The controversy swirling around Derek Fildebrandt has finally prompted the United Conservative Party MLA for Brooks-Strathmore to step down from the party caucus.
Fildebrandt issued a statement Aug. 15 announcing his departure from caucus and noting “This young party cannot afford to be distracted from the formative period that it is in right now as we come together as conservatives.”
Earlier in the month, Fildebrandt found himself in the centre of a media storm when it was revealed he had been sub-letting his Edmonton apartment when he wasn’t using it. It struck a nerve with those who questioned him making money from the arrangement while at the same time receiving a taxpayer-funded housing allowance.
Fildebrandt insisted he had made sure his action was compliant with the rules and pointed out that “Letting out an unused residence is reasonable and a part of the modern sharing economy.”
Soon afterward, however, he apologized and took a leave from his role as the party’s finance critic. He also said he had repaid the amount he had earned during the eight months, $2,555.

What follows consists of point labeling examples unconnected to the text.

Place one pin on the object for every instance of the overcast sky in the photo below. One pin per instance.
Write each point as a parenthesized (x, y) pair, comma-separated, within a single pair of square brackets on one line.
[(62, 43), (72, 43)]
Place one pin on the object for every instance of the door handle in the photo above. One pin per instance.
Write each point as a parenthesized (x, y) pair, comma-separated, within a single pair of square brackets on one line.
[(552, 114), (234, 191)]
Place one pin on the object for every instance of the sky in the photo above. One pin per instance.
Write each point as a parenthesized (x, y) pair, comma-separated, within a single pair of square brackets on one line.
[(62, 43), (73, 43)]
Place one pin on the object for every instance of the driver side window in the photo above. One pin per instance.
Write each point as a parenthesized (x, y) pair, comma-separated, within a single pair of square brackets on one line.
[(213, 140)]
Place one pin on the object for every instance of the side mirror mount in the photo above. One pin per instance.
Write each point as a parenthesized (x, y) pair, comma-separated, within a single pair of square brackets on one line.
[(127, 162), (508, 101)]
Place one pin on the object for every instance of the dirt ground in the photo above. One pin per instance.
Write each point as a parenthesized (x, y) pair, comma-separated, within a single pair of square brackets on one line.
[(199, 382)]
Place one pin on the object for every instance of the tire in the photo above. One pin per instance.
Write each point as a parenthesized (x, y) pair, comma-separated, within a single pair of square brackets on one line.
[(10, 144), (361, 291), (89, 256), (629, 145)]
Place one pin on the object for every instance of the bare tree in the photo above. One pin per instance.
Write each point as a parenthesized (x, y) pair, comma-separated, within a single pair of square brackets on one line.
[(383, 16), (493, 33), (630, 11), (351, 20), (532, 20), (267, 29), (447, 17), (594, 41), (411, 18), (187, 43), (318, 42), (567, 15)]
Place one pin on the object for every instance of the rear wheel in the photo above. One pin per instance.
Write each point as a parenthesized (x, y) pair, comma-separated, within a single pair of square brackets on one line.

Then a new stain on his image appeared when he was accused of double dipping with respect to his staff’s meal expense claims. This led to another apology and an acknowledgment that there were “some administrative errors” involving up to $192.60 over two years.
The amounts in question certainly aren’t large and it’s quite possible they were the result of mistakes or, in the case of the sub-letting, an honest assumption that there was nothing wrong with what he was doing.
But in politics, it always boils down to appearances, or the “optics” — that is, the perception that is created by a situation or a message.
In Fildebrandt’s case, the “optics” suggested another instance of a politician improperly using taxpayer money. And few things irk taxpayers more than seeing money in the public purse abused by public servants.
It shouldn’t be hard to understand why that is. After all, the vast majority of taxpayers work hard for their money and many of them are just trying to scrape by financially. They don’t enjoy the perks that politicians and people in the higher levels of public service enjoy, and it’s a poke in the eye when taxpayer funds aren’t treated with proper respect.
Politicians need to keep this in mind in regard to all of their actions that involve the use of public money or taxpayer-funded services or things. Anything that gives the appearance of a lack of respect for hard-earned taxpayer money is going to rub citizens the wrong way.
Fildebrandt has learned a harsh lesson, but it’s a lesson that other politicians would do well to remember.